Lawrence Alma Tadema (born Laurens Tadema) was Dutch, and only came to England when in his mid-30s, in 1869. He was a great Anglophile, and became very much part of the English establishment, becoming ARA in 1876, RA in 1879 and gaining a knighthood in 1899. Early influences on his art included George Ebers, a famous Egyptologist, and he painted some ancient Egyption scenes, most notably Pastimes in Ancient Egypt in 1864. However, after a visit to Pompeii, he painted above all the life of ancient Greece and Rome, concentrating on the domestic and the homely rather than the dramatic.

In London, after the death of his first wife, Alma Tadema married Laura Epps, who appears in many of his pictures (along with his daughters later on), with curly red or brown hair, rosy cheeks, and solid rather than fine-boned features. Another characteristic Alma Tadema feature is marble, and he is the supreme painter of that material. His pictures are full of accurate archaelogical detail, praised highly by Ruskin. The ambitious Spring (1895), with a procession of dozens of children and women bearing flowers and musical instruments, overlooked by marble buildings and spectators tossing more flowers.

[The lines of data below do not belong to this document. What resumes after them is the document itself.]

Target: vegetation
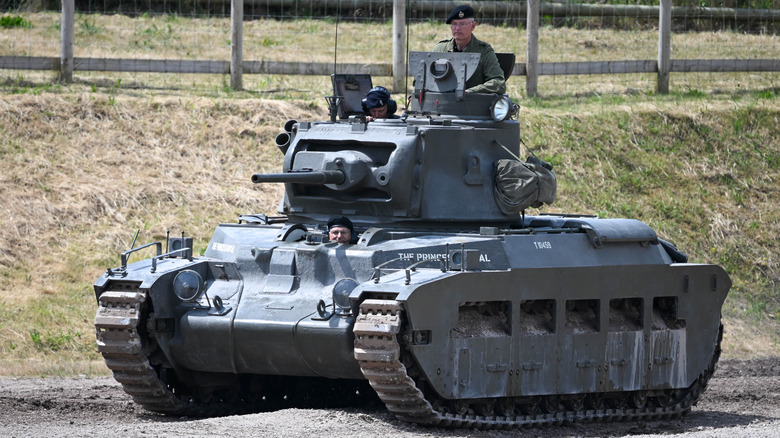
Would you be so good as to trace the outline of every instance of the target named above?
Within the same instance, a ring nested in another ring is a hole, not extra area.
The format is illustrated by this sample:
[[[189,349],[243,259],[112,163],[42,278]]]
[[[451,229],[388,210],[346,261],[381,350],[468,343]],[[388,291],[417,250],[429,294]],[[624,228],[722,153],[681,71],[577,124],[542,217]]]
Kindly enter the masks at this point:
[[[60,57],[60,15],[25,15],[31,28],[0,32],[0,55]],[[336,30],[338,29],[338,32]],[[97,15],[77,13],[74,56],[97,59],[230,60],[230,23],[225,16],[186,17],[172,14]],[[245,61],[300,61],[331,63],[389,64],[392,53],[390,22],[345,21],[338,27],[323,20],[256,19],[244,23]],[[525,62],[526,33],[523,27],[479,24],[476,35],[497,51],[517,54]],[[441,22],[417,22],[410,26],[409,50],[429,50],[450,36]],[[338,39],[338,51],[334,49]],[[540,30],[539,61],[585,62],[654,60],[658,34],[653,27],[609,30],[598,25],[579,28],[543,26]],[[294,48],[294,49],[292,49]],[[672,35],[672,59],[775,59],[780,41],[768,32],[745,34],[734,31],[678,32]],[[20,73],[21,72],[21,73]],[[339,71],[343,72],[343,71]],[[23,75],[13,83],[25,86],[51,83],[56,72],[13,71]],[[6,73],[9,74],[9,73]],[[126,88],[178,89],[185,93],[222,95],[230,84],[225,75],[173,75],[154,73],[74,72],[76,81],[111,87],[117,79]],[[670,88],[680,93],[721,90],[768,89],[776,87],[780,73],[672,73]],[[522,77],[510,82],[509,94],[525,93]],[[375,78],[387,84],[390,78]],[[327,76],[270,76],[246,74],[244,89],[256,97],[307,99],[322,96],[330,88]],[[647,93],[656,88],[652,74],[542,76],[538,91],[545,97],[591,92]]]
[[[32,27],[29,21],[18,15],[3,15],[0,17],[0,27],[10,29],[12,27]]]
[[[49,44],[46,32],[56,34],[56,19],[46,14],[28,19],[41,39],[3,40],[3,32],[0,52],[10,50],[6,42],[24,40],[35,55],[51,56],[38,47]],[[134,41],[150,57],[171,47],[178,47],[180,57],[212,57],[188,45],[194,38],[178,20],[139,17],[128,25],[94,16],[77,23],[84,23],[84,38],[103,50],[77,56],[115,56],[97,44],[104,38]],[[260,29],[265,35],[252,49],[262,53],[258,57],[284,59],[291,45],[306,42],[300,53],[307,58],[332,60],[332,41],[321,38],[328,30],[323,23],[256,25],[258,35]],[[297,34],[291,38],[310,37],[289,44],[277,25],[292,26]],[[122,33],[127,28],[132,32]],[[518,37],[514,30],[480,29],[495,45],[522,46],[510,41]],[[8,33],[18,37],[14,32],[21,30]],[[387,25],[342,30],[340,44],[349,41],[345,46],[355,53],[348,62],[389,52],[385,38],[365,38],[384,35]],[[415,26],[414,32],[413,50],[446,35],[434,24]],[[320,35],[319,43],[314,35]],[[742,47],[764,41],[736,34],[708,37],[738,40]],[[630,51],[621,45],[625,40],[634,38],[629,47],[636,47],[647,36],[555,30],[547,38],[547,59],[584,56],[568,53],[571,44],[620,59],[624,55],[614,54],[614,47]],[[161,42],[162,48],[144,47]],[[207,47],[223,50],[221,43]],[[235,92],[218,75],[172,84],[163,75],[79,74],[68,85],[43,73],[15,74],[0,83],[0,375],[18,376],[107,373],[95,352],[92,283],[119,265],[136,230],[139,244],[161,240],[167,230],[184,231],[203,252],[217,223],[234,222],[242,213],[274,213],[281,187],[257,187],[249,177],[281,167],[274,137],[286,120],[327,118],[321,96],[330,88],[329,78],[294,76],[257,77],[247,81],[249,91]],[[718,82],[721,78],[727,79]],[[780,354],[776,80],[686,75],[685,86],[661,96],[652,92],[652,78],[639,75],[545,78],[539,87],[545,97],[533,100],[523,98],[523,81],[509,82],[510,95],[522,107],[523,140],[553,162],[559,182],[558,200],[542,212],[640,219],[691,261],[721,264],[734,284],[724,307],[724,355]],[[404,96],[395,97],[402,102]]]

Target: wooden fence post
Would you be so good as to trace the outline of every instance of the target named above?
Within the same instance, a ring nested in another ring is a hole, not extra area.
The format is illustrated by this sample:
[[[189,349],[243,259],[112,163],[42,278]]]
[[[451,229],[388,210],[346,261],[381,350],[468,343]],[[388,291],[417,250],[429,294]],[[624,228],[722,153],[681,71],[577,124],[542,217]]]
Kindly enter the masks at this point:
[[[393,0],[393,91],[396,93],[401,92],[406,79],[405,2],[406,0]]]
[[[243,89],[244,0],[230,1],[230,88]]]
[[[658,13],[658,86],[659,93],[669,92],[669,68],[671,62],[672,2],[661,0]]]
[[[62,17],[60,17],[60,80],[73,82],[73,21],[74,0],[62,0]]]
[[[539,81],[539,0],[528,0],[526,18],[525,94],[536,97]]]

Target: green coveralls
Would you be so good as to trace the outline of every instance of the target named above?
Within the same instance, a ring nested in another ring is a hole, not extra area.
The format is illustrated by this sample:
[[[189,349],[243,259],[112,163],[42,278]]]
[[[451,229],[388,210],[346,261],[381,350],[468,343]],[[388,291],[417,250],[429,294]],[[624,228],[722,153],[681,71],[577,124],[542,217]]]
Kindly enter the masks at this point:
[[[479,53],[479,65],[477,70],[466,80],[466,91],[469,93],[498,93],[506,92],[504,71],[498,64],[496,52],[490,44],[480,41],[471,35],[471,41],[463,50],[455,50],[455,38],[439,41],[433,48],[434,52],[468,52]]]

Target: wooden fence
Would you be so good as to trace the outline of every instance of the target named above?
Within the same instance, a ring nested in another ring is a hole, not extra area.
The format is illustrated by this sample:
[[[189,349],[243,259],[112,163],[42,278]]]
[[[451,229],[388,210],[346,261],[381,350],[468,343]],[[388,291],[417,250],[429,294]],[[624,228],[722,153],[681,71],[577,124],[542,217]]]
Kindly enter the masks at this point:
[[[211,73],[229,74],[231,87],[242,89],[242,77],[244,74],[267,75],[330,75],[334,71],[333,63],[304,63],[304,62],[277,62],[277,61],[245,61],[243,60],[243,10],[245,0],[224,0],[231,3],[231,57],[230,60],[176,60],[176,59],[96,59],[75,58],[73,56],[74,38],[74,0],[62,1],[61,17],[61,56],[36,57],[36,56],[0,56],[0,69],[21,70],[55,70],[65,82],[73,80],[74,71],[115,71],[115,72],[148,72],[148,73]],[[254,1],[254,0],[246,0]],[[270,1],[270,0],[263,0]],[[273,0],[284,2],[288,0]],[[361,0],[353,0],[359,2]],[[388,0],[389,1],[389,0]],[[510,12],[526,14],[527,18],[527,47],[526,62],[517,63],[513,69],[513,75],[526,77],[526,94],[537,96],[537,82],[539,76],[545,75],[598,75],[598,74],[632,74],[655,73],[657,74],[657,91],[667,93],[669,91],[669,74],[672,72],[780,72],[780,59],[685,59],[674,60],[671,54],[671,20],[673,13],[678,9],[672,8],[671,0],[660,0],[659,7],[647,6],[615,6],[615,5],[560,5],[542,4],[540,0],[529,0],[527,3],[519,2],[480,2],[480,7],[509,8]],[[352,4],[350,3],[350,4]],[[433,2],[418,2],[428,4]],[[442,3],[436,2],[439,8]],[[417,5],[417,3],[414,3]],[[394,91],[403,89],[404,79],[408,74],[405,71],[405,35],[403,25],[406,17],[406,2],[393,0],[393,62],[392,64],[339,64],[341,71],[353,73],[365,73],[372,76],[392,76]],[[612,14],[612,16],[652,16],[658,15],[658,57],[655,60],[639,61],[591,61],[591,62],[551,62],[539,63],[539,17],[541,14],[555,13],[556,8],[567,7],[576,10],[578,14]],[[524,11],[523,11],[524,10]],[[630,11],[630,15],[629,15]],[[730,11],[730,12],[727,12]],[[701,10],[699,10],[701,12]],[[743,16],[747,12],[738,9],[724,10],[714,8],[714,14],[731,14],[729,16]],[[755,13],[755,11],[750,11]],[[780,11],[764,11],[762,20],[780,21]],[[396,25],[399,24],[399,25]]]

Alma Tadema's pictures include Phidias and the Parthenon, notable for showing the marbles, The Picture Gallery, which includes a portrait of the art-dealer Gambart, The Sculptor's Model, a nude undisguised as a goddess that caused some debate when it was exhibited and many pictures on the topic of the Roman baths.

Due to his extreme fashionability over a long period, many art galleries have a representative work by Alma Tadema. Phidias and the Parthenon is at Birmngham, Silver Favourites is at the Tate Gallery, In the Tepidarium is in theLady Level Gallery, The Art Lover in Glasgow, and smaller works are at Brighton and in the Ashmolean Museum, Oxford. Unconcious Rivals is at Bristol. Reading from Homer is at the Philadelphia Museum of Art, and the Walters Art Museum has his Sappho.
Alma Tadema is the archetypical Classicist painter and at his peak rivalled Leighton in reputation. He was buried in the crypt of St Paul's Cathedral.